First, let’s clarify some definitions:

  • A program is a set of computer instructions stored and not currently being executed.
  • A process is an instance of a program that is currently being executed and has its own isolated memory address space.
  • Task refers to a single unit of computation and is often used interchangeably with “thread”/process in Linux. A task is made of:
    • unique program counter called PID
    • two stacks (one in user mode and one in kernel mode)
    • a set of processor registers
    • if kernel, an optional address space

A Task Control Block (TCB), also referred to as a Process Control Block (PCB) is the generic term used in os theory to refer to the data structure that stores all the information about a process. A TCB typically contains the following information:

  1. Process Identifier (PID): A unique identifier for the process.
  2. Process State: The current state of the process (e.g., running, waiting, blocked).
  3. Program Counter: The address of the next instruction to be executed.
  4. CPU Registers: Includes general-purpose registers, stack pointers, and program counters.
  5. Memory Management Information: Information about the memory allocated to the process, including base and limit registers or page tables.
  6. Accounting Information: Includes process execution times, user and kernel mode times, and other performance metrics.
  7. I/O Status Information: Information about I/O devices allocated to the process, open file descriptors, etc.
  8. Scheduling Information: Priority of the process, scheduling queue pointers, and other scheduling-related data.
  9. Other Information: Security credentials, pointers to the process’s parent process, signal handling information, etc.​​​​.

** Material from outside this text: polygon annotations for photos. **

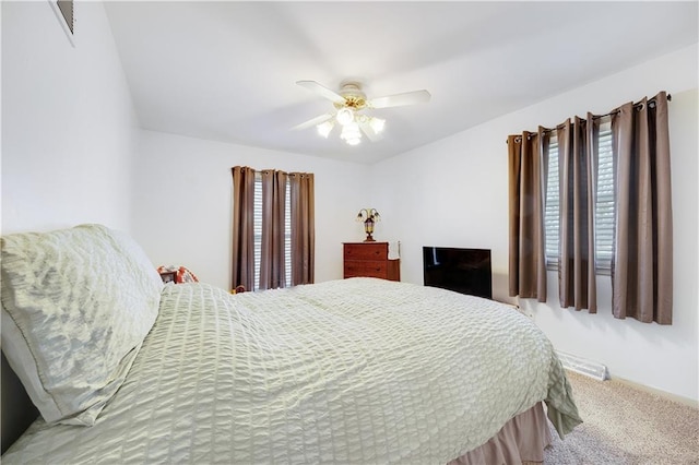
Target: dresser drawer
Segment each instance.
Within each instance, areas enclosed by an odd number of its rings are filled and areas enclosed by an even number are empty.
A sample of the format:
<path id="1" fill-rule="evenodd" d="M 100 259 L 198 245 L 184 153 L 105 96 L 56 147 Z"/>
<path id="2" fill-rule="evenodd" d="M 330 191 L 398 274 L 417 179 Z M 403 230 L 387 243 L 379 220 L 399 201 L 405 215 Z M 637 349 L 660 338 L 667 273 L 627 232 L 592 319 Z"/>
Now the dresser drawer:
<path id="1" fill-rule="evenodd" d="M 386 261 L 345 261 L 345 277 L 366 276 L 388 278 L 388 266 Z"/>
<path id="2" fill-rule="evenodd" d="M 388 260 L 389 247 L 381 243 L 345 243 L 345 260 Z"/>

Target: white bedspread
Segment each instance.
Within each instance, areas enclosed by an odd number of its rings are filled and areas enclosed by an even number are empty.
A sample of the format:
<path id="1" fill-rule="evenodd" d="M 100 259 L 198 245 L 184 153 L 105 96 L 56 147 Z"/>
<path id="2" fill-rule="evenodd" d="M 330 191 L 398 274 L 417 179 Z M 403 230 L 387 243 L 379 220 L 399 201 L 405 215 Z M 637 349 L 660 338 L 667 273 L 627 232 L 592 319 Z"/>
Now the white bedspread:
<path id="1" fill-rule="evenodd" d="M 168 285 L 96 424 L 37 420 L 2 463 L 443 464 L 543 400 L 559 432 L 580 422 L 548 339 L 497 302 L 372 278 Z"/>

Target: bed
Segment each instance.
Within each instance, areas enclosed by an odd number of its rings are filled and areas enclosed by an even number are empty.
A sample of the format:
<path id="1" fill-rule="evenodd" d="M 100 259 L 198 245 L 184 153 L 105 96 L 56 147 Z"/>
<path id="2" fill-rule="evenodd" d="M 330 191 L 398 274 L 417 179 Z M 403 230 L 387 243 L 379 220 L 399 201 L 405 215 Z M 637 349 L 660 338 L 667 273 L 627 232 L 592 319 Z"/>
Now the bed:
<path id="1" fill-rule="evenodd" d="M 550 342 L 491 300 L 165 285 L 102 225 L 4 236 L 1 270 L 2 351 L 40 413 L 3 464 L 541 462 L 549 422 L 581 422 Z"/>

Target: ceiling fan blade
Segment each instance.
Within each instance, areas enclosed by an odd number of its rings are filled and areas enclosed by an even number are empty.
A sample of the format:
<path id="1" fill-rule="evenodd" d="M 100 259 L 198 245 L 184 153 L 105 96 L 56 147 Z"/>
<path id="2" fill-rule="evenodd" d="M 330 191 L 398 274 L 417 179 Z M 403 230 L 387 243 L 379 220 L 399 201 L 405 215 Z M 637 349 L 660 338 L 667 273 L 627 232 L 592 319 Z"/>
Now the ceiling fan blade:
<path id="1" fill-rule="evenodd" d="M 389 95 L 386 97 L 371 98 L 367 102 L 369 108 L 389 108 L 389 107 L 402 107 L 404 105 L 415 105 L 429 102 L 429 92 L 413 91 L 404 94 Z"/>
<path id="2" fill-rule="evenodd" d="M 374 130 L 374 128 L 371 128 L 371 124 L 369 124 L 369 121 L 360 122 L 359 129 L 362 129 L 362 132 L 367 134 L 367 138 L 369 138 L 369 141 L 371 142 L 378 142 L 381 139 L 383 139 L 383 135 L 379 134 Z"/>
<path id="3" fill-rule="evenodd" d="M 329 90 L 323 85 L 318 84 L 316 81 L 296 81 L 296 84 L 300 85 L 301 87 L 306 87 L 307 90 L 315 92 L 321 97 L 325 97 L 329 100 L 334 102 L 335 104 L 344 105 L 345 103 L 345 97 L 334 91 Z"/>
<path id="4" fill-rule="evenodd" d="M 292 128 L 292 131 L 296 131 L 296 130 L 299 130 L 299 129 L 307 129 L 307 128 L 311 128 L 313 126 L 318 126 L 321 122 L 328 121 L 332 117 L 333 117 L 333 115 L 331 115 L 331 114 L 325 114 L 325 115 L 318 116 L 316 118 L 309 119 L 306 122 L 301 122 L 300 124 L 295 126 L 294 128 Z"/>

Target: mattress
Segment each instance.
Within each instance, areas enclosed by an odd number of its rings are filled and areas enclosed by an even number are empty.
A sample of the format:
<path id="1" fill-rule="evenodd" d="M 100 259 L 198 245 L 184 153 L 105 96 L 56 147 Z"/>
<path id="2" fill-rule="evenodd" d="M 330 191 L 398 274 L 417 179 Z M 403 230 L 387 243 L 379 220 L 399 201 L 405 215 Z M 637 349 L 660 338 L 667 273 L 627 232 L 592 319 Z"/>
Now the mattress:
<path id="1" fill-rule="evenodd" d="M 445 464 L 541 401 L 561 436 L 581 421 L 509 306 L 374 278 L 169 284 L 94 426 L 39 419 L 2 462 Z"/>

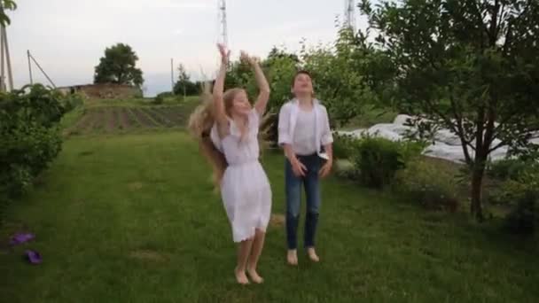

In the context of Linux, the PCB is implemented as the task_struct:

task_struct attributes
State {R (Running), I (Interruptible), U (Uninterruptible), D (Disk Sleep)}
PID (Process ID)
PPID (Parent Process ID)
mm (Memory Management)
fs (Filesystem Context)
files (Open Files List)
signal (Signal Handlers)
thread_struct (Processor Specific Context)

When a context switch occurs (i.e., the CPU switches from executing one thread to another), the kernel uses the information in the task_struct to save the state of the current thread and restore the state of the next thread to run. This is the state machine of a process:

Linux treats all threads as standard processes. Each thread has a unique task_struct and appears to the kernel as a normal process, threads just happen to share resources, such as address space with other processes.

System calls and exception handlers are well-defined interfaces into the kernel. A process can begin executing in kernel space only through one of these interfaces, all access to the kernel is through these interfaces.

fork() is a system call in Linux used to create a new process. It duplicates the current process, known as the parent, to create a child process. The new task_struct of the child process is a copy of the parent’s, with differences in:

  • PID (Process ID): Unique identifier for the new process.
  • PPID (Parent Process ID): Set to the PID of the parent process.
  • Resources: Some resources are duplicated or shared under certain conditions.

System Initialization with systemd

Systemd is a system and service manager for Linux, operating as PID 1:

  • It initializes the system, manages services, mounts HDDs, and handles clean-up.
  • Replaces traditional init systems like SystemV with a more efficient and unified approach.
  • Configuration files in declarative language called “unit files”
  • Unit files are plain text, INI-style, encoding information about services, sockets, devices, mount points, automount points, etc.

Systemctl is command-line tool for querying and controlling the systemd system and service manager:

  • Start, stop, and query the status of services.
  • Manage system resources and services effectively.